From efddb997e256ae65d84ad8e8017a571c68a4f9a5 Mon Sep 17 00:00:00 2001
From: panxiang <1275280643@qq.com>
Date: Sat, 4 Apr 2026 21:40:28 +0800
Subject: [PATCH] =?UTF-8?q?=E6=9B=B4=E6=96=B0=20=20html=E7=9A=84=E8=A7=A3?=
 =?UTF-8?q?=E6=9E=90=E4=B8=AD=20=E5=AF=B9=E4=BA=8E=20cell=20=E7=9A=84?=
 =?UTF-8?q?=E8=A7=A3=E6=9E=90=EF=BC=8Cexcel=E7=9A=84=E5=A4=84=E7=90=86?=
 =?UTF-8?q?=E4=B8=AD=E5=AF=B9=E4=BA=8Ecell=20=E7=9A=84=E8=A7=A3=E6=9E=90?=
 =?UTF-8?q?=E3=80=82=E4=BB=A5=E5=8F=8A=E6=B8=A9=E5=BA=A6=E5=A4=84=E7=90=86?=
 =?UTF-8?q?=E4=B8=AD=20=E5=AF=B9=E4=BA=8E=20=E6=95=B0=E6=8D=AE=E7=9A=84?=
 =?UTF-8?q?=E5=A4=84=E7=90=86=E5=A2=9E=E5=8A=A0=20=E6=97=B6=E9=97=B4?=
 =?UTF-8?q?=E6=88=B3=E7=9A=84=E6=8D=A2=E7=AE=97=E3=80=82?=
MIME-Version: 1.0
Content-Type: text/plain; charset=UTF-8
Content-Transfer-Encoding: 8bit

---
 .../htmlReportProcess_cmd_pV1.py              | 112 +++++++++++++++---
 .../htmlReportProcess_picHtml_2kV1.py         |   2 +-
 tempReportProcess/tempReportProcess_V1.py     |  43 ++++++-
 3 files changed, 133 insertions(+), 24 deletions(-)
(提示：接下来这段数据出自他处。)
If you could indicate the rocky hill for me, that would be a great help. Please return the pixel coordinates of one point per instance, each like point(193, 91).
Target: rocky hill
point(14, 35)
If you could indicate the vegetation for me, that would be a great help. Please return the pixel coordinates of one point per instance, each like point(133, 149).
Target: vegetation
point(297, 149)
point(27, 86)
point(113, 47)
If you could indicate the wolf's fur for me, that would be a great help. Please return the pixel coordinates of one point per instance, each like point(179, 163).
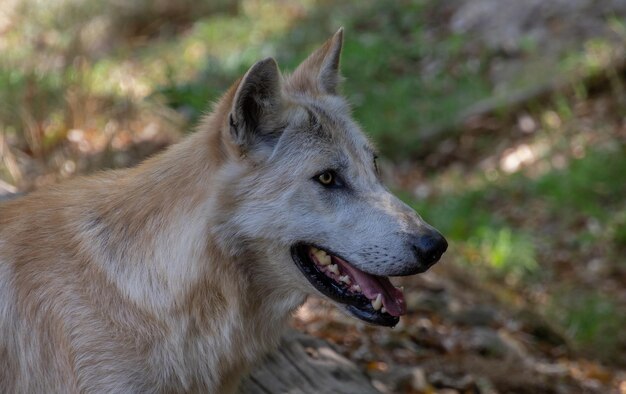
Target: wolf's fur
point(176, 275)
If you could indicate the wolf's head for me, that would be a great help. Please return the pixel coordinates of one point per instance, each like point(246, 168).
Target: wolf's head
point(302, 194)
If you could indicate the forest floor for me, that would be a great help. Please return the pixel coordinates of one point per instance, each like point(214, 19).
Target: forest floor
point(503, 123)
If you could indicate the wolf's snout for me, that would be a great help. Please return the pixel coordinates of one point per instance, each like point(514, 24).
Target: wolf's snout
point(428, 249)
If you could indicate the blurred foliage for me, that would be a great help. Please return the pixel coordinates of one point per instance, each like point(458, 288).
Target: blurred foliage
point(536, 203)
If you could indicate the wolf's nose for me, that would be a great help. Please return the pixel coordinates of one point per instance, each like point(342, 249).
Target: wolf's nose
point(429, 248)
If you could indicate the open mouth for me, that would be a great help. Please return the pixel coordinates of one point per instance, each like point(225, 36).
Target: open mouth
point(369, 297)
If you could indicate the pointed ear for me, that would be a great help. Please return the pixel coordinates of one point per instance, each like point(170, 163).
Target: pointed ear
point(319, 73)
point(257, 106)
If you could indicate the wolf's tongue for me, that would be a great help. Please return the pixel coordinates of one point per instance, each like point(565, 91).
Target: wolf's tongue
point(392, 297)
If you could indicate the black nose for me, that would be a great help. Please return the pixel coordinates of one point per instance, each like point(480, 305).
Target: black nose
point(429, 247)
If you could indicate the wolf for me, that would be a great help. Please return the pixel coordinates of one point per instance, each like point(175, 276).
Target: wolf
point(178, 274)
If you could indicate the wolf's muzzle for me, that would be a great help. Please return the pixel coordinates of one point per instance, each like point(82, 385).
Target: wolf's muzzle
point(428, 247)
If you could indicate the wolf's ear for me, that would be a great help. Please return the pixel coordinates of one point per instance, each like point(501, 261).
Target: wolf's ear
point(319, 73)
point(257, 106)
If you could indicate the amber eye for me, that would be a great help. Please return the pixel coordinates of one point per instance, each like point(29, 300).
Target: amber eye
point(326, 178)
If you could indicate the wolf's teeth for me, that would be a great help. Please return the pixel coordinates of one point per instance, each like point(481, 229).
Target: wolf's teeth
point(322, 257)
point(345, 279)
point(378, 302)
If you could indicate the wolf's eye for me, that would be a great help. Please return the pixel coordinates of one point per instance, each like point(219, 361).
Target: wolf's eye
point(326, 178)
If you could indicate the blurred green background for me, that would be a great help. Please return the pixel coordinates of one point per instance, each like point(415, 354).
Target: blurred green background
point(502, 122)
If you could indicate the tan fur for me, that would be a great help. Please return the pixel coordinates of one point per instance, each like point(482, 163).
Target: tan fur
point(176, 275)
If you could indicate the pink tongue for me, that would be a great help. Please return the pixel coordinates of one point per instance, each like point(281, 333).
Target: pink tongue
point(393, 299)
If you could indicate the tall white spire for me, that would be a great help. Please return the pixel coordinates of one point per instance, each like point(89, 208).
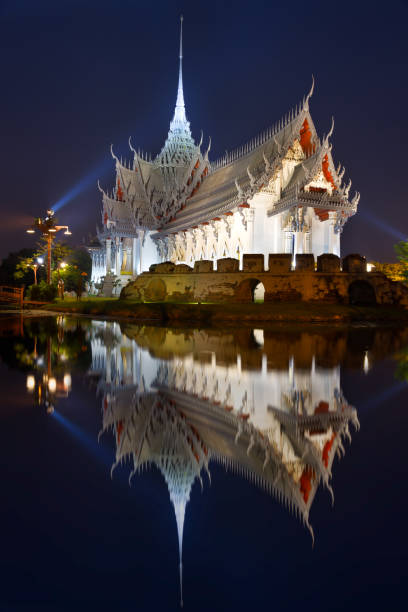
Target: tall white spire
point(179, 147)
point(180, 95)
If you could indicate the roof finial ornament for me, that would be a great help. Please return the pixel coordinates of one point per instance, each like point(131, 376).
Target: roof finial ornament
point(309, 95)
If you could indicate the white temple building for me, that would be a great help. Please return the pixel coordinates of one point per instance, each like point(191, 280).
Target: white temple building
point(182, 410)
point(278, 193)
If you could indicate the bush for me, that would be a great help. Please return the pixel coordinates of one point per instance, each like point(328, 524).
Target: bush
point(42, 292)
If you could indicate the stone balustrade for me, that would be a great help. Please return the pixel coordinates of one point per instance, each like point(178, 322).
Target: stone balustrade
point(328, 279)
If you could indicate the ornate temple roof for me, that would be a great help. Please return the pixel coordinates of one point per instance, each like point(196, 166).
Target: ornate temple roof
point(180, 189)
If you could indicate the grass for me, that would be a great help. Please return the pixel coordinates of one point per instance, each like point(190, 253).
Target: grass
point(229, 312)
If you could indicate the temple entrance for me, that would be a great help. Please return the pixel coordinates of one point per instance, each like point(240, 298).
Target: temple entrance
point(259, 293)
point(250, 290)
point(361, 293)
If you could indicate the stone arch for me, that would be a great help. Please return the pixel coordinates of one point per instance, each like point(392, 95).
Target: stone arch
point(361, 293)
point(250, 290)
point(156, 290)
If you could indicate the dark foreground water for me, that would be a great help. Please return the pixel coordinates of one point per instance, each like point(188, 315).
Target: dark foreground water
point(236, 443)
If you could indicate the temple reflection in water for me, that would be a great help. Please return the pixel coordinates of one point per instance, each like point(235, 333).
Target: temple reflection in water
point(256, 403)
diff --git a/htmlProcess/htmlReportProcess_cmd_p/htmlReportProcess_cmd_pV1.py b/htmlProcess/htmlReportProcess_cmd_p/htmlReportProcess_cmd_pV1.py
index 9cd7e20..38d9b0c 100644
--- a/htmlProcess/htmlReportProcess_cmd_p/htmlReportProcess_cmd_pV1.py
+++ b/htmlProcess/htmlReportProcess_cmd_p/htmlReportProcess_cmd_pV1.py
@@ -50,6 +50,17 @@ class LogManager:
 
     def log_statistics(self, statistics_data):
         """记录统计信息到日志文件"""
+
+        def mixed_sort_key(item):
+            """处理混合类型（数字字符串和普通字符串）的排序键"""
+            try:
+                if isinstance(item, str) and item.isdigit():
+                    return (0, int(item))
+                else:
+                    return (1, str(item))
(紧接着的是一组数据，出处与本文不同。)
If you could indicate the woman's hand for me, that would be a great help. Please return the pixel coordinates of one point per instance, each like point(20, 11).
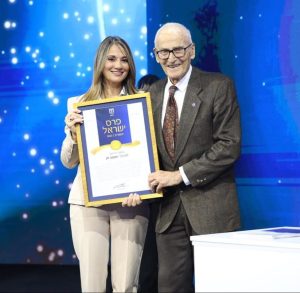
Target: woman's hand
point(132, 200)
point(71, 120)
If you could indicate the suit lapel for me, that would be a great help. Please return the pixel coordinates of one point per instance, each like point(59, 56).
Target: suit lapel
point(157, 112)
point(189, 112)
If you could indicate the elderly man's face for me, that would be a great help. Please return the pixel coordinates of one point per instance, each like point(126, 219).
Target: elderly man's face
point(174, 67)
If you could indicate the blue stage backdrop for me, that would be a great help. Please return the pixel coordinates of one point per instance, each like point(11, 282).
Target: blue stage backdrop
point(257, 44)
point(47, 50)
point(46, 55)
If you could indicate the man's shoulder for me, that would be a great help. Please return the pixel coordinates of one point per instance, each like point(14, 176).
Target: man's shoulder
point(208, 75)
point(158, 85)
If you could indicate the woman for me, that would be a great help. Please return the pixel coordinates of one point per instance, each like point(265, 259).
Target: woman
point(110, 232)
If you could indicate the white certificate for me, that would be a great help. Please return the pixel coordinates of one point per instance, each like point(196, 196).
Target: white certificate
point(117, 148)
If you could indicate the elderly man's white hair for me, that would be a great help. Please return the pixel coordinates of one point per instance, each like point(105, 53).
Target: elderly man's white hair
point(174, 25)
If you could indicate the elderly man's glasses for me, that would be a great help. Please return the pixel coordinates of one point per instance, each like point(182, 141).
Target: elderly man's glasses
point(177, 52)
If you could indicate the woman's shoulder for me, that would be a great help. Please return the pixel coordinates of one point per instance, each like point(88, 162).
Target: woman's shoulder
point(73, 100)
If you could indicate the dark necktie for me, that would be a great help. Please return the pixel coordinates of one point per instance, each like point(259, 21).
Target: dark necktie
point(171, 123)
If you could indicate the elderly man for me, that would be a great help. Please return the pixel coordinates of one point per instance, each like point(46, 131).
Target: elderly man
point(197, 124)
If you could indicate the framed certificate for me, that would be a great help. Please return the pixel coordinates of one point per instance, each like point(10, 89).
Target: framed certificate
point(117, 148)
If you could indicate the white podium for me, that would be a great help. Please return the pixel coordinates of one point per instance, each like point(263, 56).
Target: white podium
point(248, 261)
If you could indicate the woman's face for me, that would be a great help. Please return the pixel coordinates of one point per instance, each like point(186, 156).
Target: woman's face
point(116, 67)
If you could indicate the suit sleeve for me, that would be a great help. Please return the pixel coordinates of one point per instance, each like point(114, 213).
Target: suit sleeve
point(69, 150)
point(226, 138)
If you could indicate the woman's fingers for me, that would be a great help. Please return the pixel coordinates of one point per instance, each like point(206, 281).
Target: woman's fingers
point(132, 200)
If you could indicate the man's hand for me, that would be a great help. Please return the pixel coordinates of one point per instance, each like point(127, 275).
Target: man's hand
point(132, 200)
point(160, 179)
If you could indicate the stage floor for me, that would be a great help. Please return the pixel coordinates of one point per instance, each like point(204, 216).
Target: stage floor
point(39, 278)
+            except (ValueError, TypeError):
+                return (2, str(item))
+
         with open(self.log_file, 'a', encoding='utf-8') as f:
             f.write("\n" + "=" * 80 + "\n")
             f.write("处理统计汇总\n")
@@ -73,7 +84,9 @@ class LogManager:
                 f.write(f"{"="*30}\n")
 
                 # 按Cell编号排序
-                sorted_cells = sorted(cell_stats.keys(), key=lambda x: int(x) if x.isdigit() else x)
+                # sorted_cells = sorted(cell_stats.keys(), key=lambda x: int(x) if x.isdigit() else x)
+                # 使用修复后的排序方法
+                sorted_cells = sorted(cell_stats.keys(), key=mixed_sort_key)
 
                 for cell in sorted_cells:
                     stats = cell_stats[cell]
@@ -92,7 +105,7 @@ class LogManager:
                         sorted_fail_items = sorted(fail_details.items(), key=lambda x: x[1], reverse=True)[:10]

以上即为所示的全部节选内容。